In the preceding episode ('The Empty Child') the Doctor states that "mauve is the universally recognised colour for danger" and that red (the colour human beings most associate with alarm or danger) is, by everyone else's standards, "camp". However, when the Doctor attempts to open/enter the Chula ambulance ship in 'The Doctor Dances', the alarm that is triggered shows a blinking red light.
As the gang start running from the child, who is breaking down the wall to get at them, there is a short sequence in which you can see the hole they dived through, the one Jack supposedly "digitally rewound".
As the child arrives in "his" room, we're shown a full reel spinning, which supposedly accounts for the noise of the ended tape. However, the reel keeps changing spinning speeds in the next few shots, in some of which the edge of the tape strikes the recorder decidedly off beat.
A patient-doctor conversation has been recorded on a reel-to-reel tape recorder.

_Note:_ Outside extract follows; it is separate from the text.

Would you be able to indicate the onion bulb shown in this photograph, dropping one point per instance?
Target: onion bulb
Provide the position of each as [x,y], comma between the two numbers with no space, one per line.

Magnetic tape was invented in Germany in the 1930s, but wire recorders were more common in Britain during WWII, having been invented in the USA in 1939. The machine shown, a Wearite 2 speed, 1/4 inch tape deck, was not manufactured until 1947. The episode is set in 1941.
Look closely at some of the freight wagons at 'Limehouse Green' railway station: several of them appear to have 'British Rail Freightliner' livery. This episode is set in 1941, but British Rail did not exist until 1948, and the Freightliner Division did not exist until the 1980s.